It’s Sunday night. You’re curled up on the couch watching your eighth consecutive episode of the Netflix series everyone's currently obsessed with, repeating the mantra of “Just one more” until your eyelids start to grow heavy, your vision blurs, your head sags…then you jolt awake, haul your body to the bedroom, and crash for the evening. Sound familiar? Probably. After all, binge-watching before bed is as American as apple pie: 95 percent of us report watching something on a screen in the hour before bed, and for more than 60 percent of us, that screen is a television. And why not? It’s our most beloved way to wind down, practically default at this point, and why should we change? Perhaps because 60 percent of us also report some kind of sleeping problem every night. Be it waking intermittently, waking too early, or feeling unrefreshed in the morning. Our treasured TV habit might be why.



Watching TV before bed disrupts your hormones.

Our bodies aren’t used to this. A hundred years ago, nobody was gazing at screens for any amount of time during the day. The second half of the 20th century saw artificial light sources quadruple as our sleep quality dipped. The reason might be hormonal: sitting in front of screens appears to trick the body into believing it’s still daytime, as the light impairs the secretion of the hormone melatonin, which is really important for quality sleep. One study even showed a 22 percent decrease in melatonin among people engaged with screens in the hours before bed, and the effect is especially pronounced in younger people.
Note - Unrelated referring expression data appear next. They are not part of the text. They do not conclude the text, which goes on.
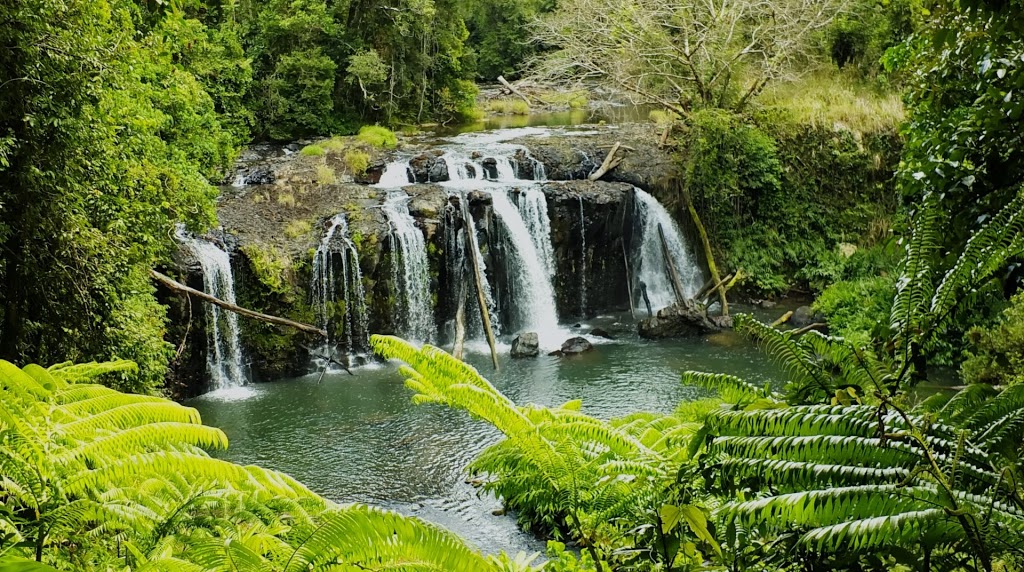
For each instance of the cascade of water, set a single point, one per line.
(412, 277)
(650, 265)
(583, 260)
(534, 210)
(395, 175)
(223, 356)
(337, 250)
(532, 292)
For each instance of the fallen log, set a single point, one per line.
(182, 290)
(509, 87)
(610, 162)
(478, 279)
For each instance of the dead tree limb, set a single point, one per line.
(478, 279)
(509, 87)
(182, 290)
(610, 162)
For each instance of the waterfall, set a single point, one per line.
(223, 356)
(649, 265)
(412, 276)
(531, 289)
(336, 250)
(534, 209)
(583, 261)
(395, 175)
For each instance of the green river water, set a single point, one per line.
(358, 438)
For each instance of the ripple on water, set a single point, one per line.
(358, 438)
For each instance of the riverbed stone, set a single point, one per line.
(576, 346)
(802, 316)
(679, 320)
(526, 345)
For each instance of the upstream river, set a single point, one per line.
(359, 439)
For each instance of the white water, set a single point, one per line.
(412, 276)
(334, 248)
(649, 264)
(223, 356)
(395, 175)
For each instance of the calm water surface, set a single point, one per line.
(358, 438)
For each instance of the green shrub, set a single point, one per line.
(334, 144)
(997, 351)
(356, 162)
(378, 136)
(297, 228)
(858, 310)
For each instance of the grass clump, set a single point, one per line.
(378, 136)
(297, 228)
(325, 175)
(312, 150)
(356, 162)
(834, 100)
(287, 200)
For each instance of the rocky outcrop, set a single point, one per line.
(576, 346)
(688, 319)
(526, 345)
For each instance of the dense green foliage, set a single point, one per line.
(99, 480)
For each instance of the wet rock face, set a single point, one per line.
(429, 167)
(587, 223)
(679, 320)
(526, 345)
(576, 346)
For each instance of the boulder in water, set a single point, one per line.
(802, 316)
(679, 320)
(576, 346)
(526, 345)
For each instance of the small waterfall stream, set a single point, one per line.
(649, 265)
(412, 276)
(339, 300)
(223, 356)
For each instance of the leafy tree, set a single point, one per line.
(105, 146)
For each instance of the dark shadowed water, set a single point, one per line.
(359, 438)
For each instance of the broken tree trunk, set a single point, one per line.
(677, 284)
(509, 87)
(610, 162)
(708, 251)
(478, 279)
(181, 289)
(460, 319)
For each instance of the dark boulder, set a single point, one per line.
(526, 345)
(679, 320)
(802, 316)
(576, 346)
(260, 176)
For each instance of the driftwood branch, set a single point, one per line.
(509, 87)
(182, 290)
(610, 162)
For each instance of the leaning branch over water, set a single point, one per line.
(181, 289)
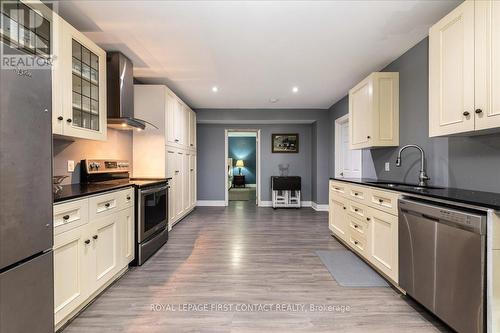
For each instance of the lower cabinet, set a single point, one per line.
(366, 226)
(90, 254)
(181, 168)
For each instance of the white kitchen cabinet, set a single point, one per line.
(451, 72)
(106, 246)
(71, 275)
(366, 220)
(93, 253)
(338, 216)
(463, 73)
(487, 66)
(167, 151)
(383, 242)
(374, 111)
(192, 180)
(79, 85)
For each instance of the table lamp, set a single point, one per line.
(239, 165)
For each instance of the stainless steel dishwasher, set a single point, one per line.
(442, 261)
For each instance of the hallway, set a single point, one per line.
(244, 255)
Watching TV makes you go to sleep later.

Let’s say you get six hours of sleep. If you needed eight hours of sleep per night (and you almost certainly do), then you have a “sleep debt” of two hours. A lot of people unfortunately never balance their sleep debt, because they get less than seven hours of sleep per night, but a 2009 study of 21,475 Americans in the journal Sleep suggested that cutting pre-bedtime TV is the number one way to reduce our sleep debt. That is to say, we keep ourselves awake to watch television. If we swore off that final hour of channel surfing, it’s likely we would simply go to sleep instead of filling that time with something else—which is exactly what we should be doing.
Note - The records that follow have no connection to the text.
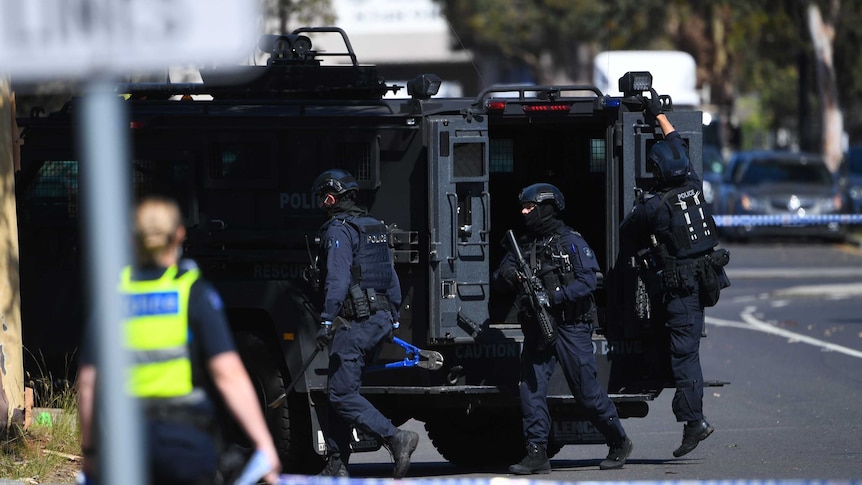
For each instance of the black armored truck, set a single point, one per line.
(240, 151)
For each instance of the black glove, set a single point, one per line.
(511, 276)
(670, 278)
(324, 335)
(393, 332)
(652, 105)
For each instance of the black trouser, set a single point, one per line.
(574, 350)
(685, 319)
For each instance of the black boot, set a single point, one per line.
(617, 454)
(536, 461)
(335, 467)
(402, 446)
(692, 434)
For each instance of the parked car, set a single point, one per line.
(851, 172)
(782, 184)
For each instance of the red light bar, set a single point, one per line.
(496, 105)
(536, 108)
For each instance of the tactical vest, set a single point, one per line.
(692, 228)
(555, 269)
(372, 263)
(553, 265)
(157, 334)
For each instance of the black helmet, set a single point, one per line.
(335, 181)
(667, 163)
(538, 193)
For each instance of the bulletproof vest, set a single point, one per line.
(555, 267)
(692, 228)
(372, 263)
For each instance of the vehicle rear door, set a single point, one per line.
(459, 215)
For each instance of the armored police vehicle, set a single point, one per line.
(240, 151)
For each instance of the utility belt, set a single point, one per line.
(578, 311)
(361, 304)
(701, 271)
(198, 415)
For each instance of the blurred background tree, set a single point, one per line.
(756, 58)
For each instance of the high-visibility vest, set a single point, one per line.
(157, 334)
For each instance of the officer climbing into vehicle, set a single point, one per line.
(563, 268)
(675, 224)
(361, 289)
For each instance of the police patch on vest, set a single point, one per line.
(376, 239)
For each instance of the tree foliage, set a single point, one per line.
(744, 48)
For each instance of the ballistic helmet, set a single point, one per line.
(667, 162)
(538, 193)
(335, 181)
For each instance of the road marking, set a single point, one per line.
(773, 273)
(751, 323)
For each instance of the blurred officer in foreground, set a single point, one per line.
(361, 288)
(184, 358)
(562, 270)
(675, 223)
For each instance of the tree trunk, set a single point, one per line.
(11, 360)
(822, 36)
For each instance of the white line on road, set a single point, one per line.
(752, 323)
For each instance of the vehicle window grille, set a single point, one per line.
(167, 177)
(469, 160)
(55, 188)
(355, 157)
(240, 161)
(598, 155)
(502, 160)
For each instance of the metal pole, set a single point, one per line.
(106, 180)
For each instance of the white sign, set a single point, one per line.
(75, 38)
(389, 16)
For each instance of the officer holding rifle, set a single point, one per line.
(553, 273)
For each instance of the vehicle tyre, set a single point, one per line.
(484, 438)
(290, 423)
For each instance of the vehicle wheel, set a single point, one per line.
(289, 423)
(484, 438)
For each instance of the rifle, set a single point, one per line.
(535, 292)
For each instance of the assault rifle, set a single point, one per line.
(535, 292)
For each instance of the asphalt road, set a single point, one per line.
(787, 335)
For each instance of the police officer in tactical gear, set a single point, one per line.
(361, 288)
(183, 356)
(560, 257)
(677, 225)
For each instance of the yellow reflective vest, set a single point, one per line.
(157, 333)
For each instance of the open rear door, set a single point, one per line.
(459, 214)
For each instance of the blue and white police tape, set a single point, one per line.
(785, 220)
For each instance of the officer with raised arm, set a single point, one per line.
(676, 224)
(564, 269)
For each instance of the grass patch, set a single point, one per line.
(47, 450)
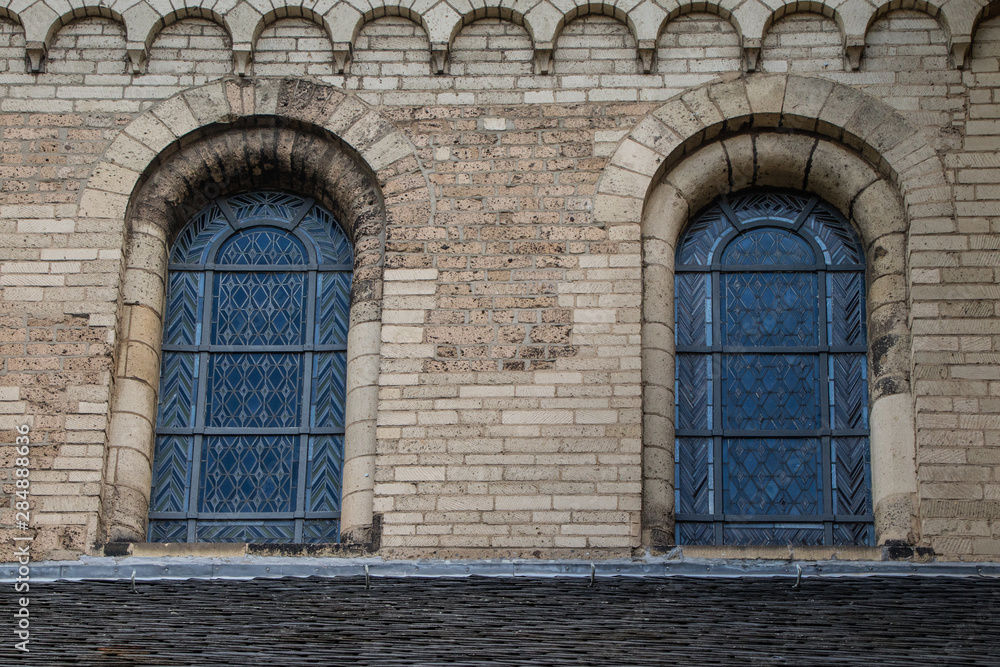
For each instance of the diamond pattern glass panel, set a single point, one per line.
(248, 474)
(815, 472)
(171, 473)
(836, 236)
(770, 391)
(262, 246)
(277, 321)
(770, 309)
(769, 247)
(254, 390)
(259, 532)
(783, 206)
(194, 240)
(701, 237)
(259, 309)
(265, 206)
(772, 476)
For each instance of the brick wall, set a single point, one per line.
(510, 401)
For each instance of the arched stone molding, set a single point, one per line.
(863, 158)
(544, 19)
(221, 138)
(150, 24)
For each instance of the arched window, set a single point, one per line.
(250, 426)
(771, 376)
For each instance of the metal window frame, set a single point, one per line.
(205, 349)
(826, 518)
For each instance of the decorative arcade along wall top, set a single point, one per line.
(512, 183)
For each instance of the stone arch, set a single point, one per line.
(491, 12)
(181, 14)
(493, 45)
(226, 137)
(782, 46)
(862, 157)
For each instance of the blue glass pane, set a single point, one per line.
(769, 247)
(329, 382)
(178, 389)
(852, 476)
(695, 533)
(693, 309)
(248, 473)
(846, 308)
(256, 475)
(167, 531)
(773, 535)
(265, 206)
(254, 390)
(334, 247)
(766, 205)
(333, 312)
(259, 309)
(326, 531)
(254, 532)
(770, 391)
(836, 237)
(262, 246)
(772, 476)
(764, 309)
(326, 463)
(171, 473)
(185, 298)
(848, 391)
(693, 475)
(193, 241)
(699, 239)
(853, 534)
(693, 388)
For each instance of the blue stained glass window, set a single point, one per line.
(771, 382)
(250, 428)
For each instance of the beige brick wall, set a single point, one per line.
(11, 47)
(189, 53)
(801, 43)
(510, 389)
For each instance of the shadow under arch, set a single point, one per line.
(284, 134)
(780, 131)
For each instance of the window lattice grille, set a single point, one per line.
(771, 383)
(250, 427)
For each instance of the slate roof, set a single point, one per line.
(516, 621)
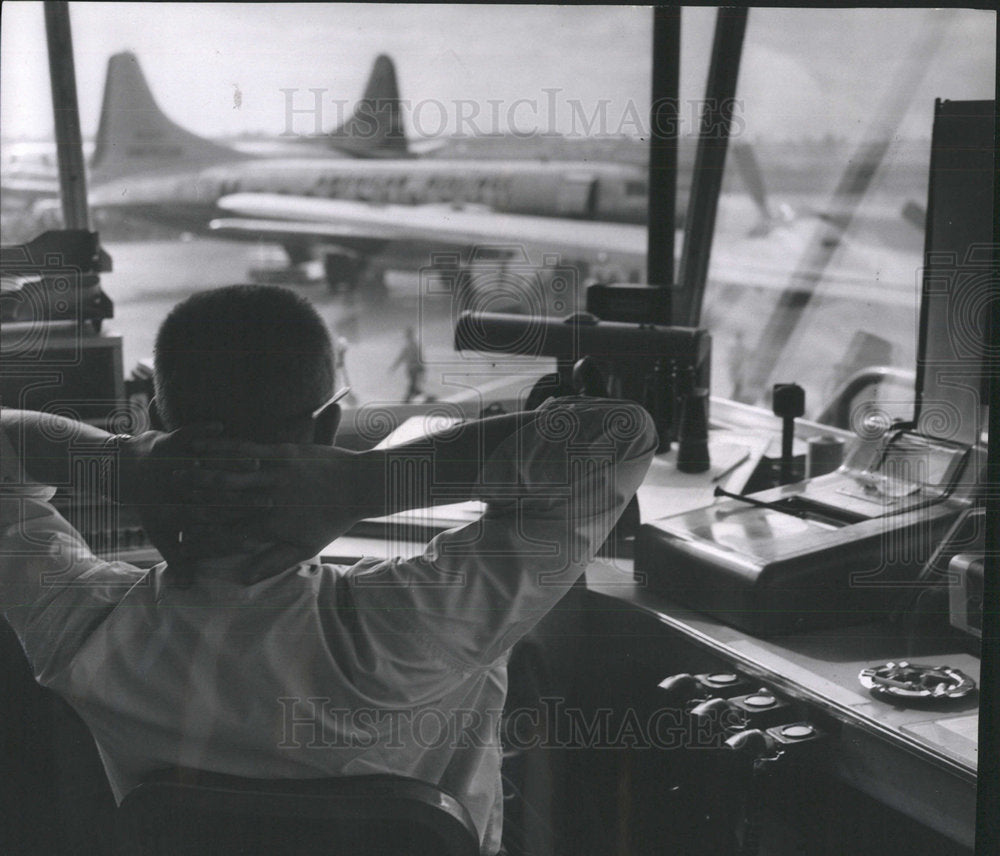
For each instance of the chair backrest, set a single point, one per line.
(182, 811)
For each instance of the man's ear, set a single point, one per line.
(155, 422)
(326, 424)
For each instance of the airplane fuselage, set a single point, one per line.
(570, 190)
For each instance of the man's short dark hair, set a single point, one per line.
(253, 357)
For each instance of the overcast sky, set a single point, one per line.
(805, 72)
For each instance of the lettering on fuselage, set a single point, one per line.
(154, 151)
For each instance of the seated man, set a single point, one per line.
(243, 653)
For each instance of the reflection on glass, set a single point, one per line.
(816, 268)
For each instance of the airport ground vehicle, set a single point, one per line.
(906, 777)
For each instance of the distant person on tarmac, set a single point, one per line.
(413, 361)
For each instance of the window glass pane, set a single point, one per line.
(553, 100)
(817, 251)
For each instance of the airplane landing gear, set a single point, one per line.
(342, 271)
Watching TV makes it harder to go to sleep.

It’s a matter of cognitive stimulation: flashing colors, other people’s voices, engaging storylines, breaking news, all of this and more is what you encounter with a flickering TV set—and it’s the total opposite of what you need as your day is winding down.
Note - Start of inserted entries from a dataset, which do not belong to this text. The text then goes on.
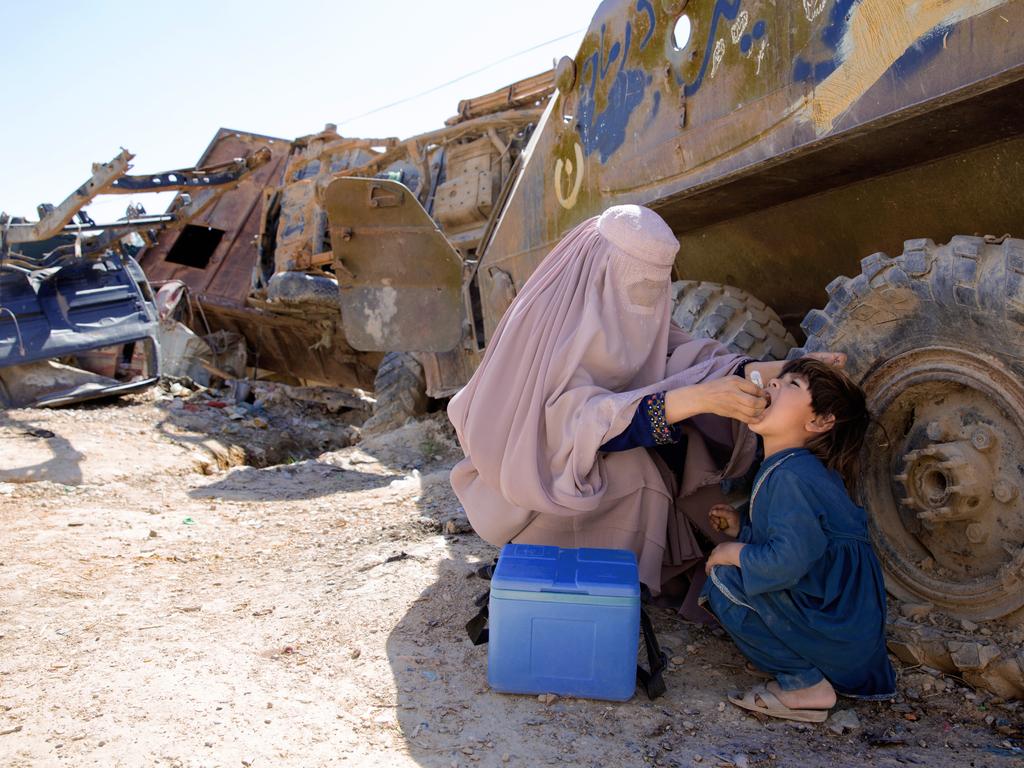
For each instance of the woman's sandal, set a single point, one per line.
(763, 701)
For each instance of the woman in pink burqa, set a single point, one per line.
(594, 421)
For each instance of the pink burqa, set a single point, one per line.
(587, 338)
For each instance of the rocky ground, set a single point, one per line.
(165, 602)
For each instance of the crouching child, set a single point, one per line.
(801, 590)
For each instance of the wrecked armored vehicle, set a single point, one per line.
(260, 263)
(788, 145)
(77, 314)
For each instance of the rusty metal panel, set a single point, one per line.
(766, 103)
(309, 350)
(227, 274)
(399, 276)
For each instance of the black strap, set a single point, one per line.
(652, 682)
(476, 627)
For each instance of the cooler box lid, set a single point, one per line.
(527, 567)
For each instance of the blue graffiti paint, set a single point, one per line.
(839, 20)
(727, 9)
(604, 132)
(644, 6)
(920, 53)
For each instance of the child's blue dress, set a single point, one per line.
(808, 601)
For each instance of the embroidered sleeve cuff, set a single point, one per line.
(662, 432)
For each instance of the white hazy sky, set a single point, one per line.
(159, 79)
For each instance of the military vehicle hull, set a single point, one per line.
(790, 144)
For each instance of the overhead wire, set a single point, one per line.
(461, 77)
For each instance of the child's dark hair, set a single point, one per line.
(834, 393)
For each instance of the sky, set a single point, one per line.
(83, 80)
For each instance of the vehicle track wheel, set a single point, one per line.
(936, 338)
(736, 318)
(400, 389)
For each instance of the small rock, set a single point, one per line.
(843, 721)
(915, 611)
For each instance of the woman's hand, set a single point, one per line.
(730, 396)
(725, 518)
(724, 554)
(836, 359)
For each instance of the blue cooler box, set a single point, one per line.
(564, 621)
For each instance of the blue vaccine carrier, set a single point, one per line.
(564, 621)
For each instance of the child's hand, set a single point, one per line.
(724, 554)
(724, 518)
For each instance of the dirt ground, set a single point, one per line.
(160, 611)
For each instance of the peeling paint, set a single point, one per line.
(378, 317)
(574, 172)
(739, 26)
(880, 32)
(813, 8)
(717, 56)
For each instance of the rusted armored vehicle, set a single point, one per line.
(259, 262)
(77, 314)
(867, 150)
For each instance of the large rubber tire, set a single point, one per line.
(400, 389)
(936, 337)
(736, 318)
(301, 289)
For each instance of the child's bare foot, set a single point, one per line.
(818, 696)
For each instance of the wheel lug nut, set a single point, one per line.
(1004, 492)
(976, 532)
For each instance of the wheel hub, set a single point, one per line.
(942, 479)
Despite how easy it can be to fall asleep right there on the couch, television is still one of the most stimulating activities you can undertake without actually moving, and the firing of neurons and electrical activity taking place in the brain can wind up the nervous system. Instead, seek out activities that help you wind down. Read fiction or meditate before you go to sleep, and kill all electronics at least half an hour before lights out. In the day’s final hour, let calmness call the shots.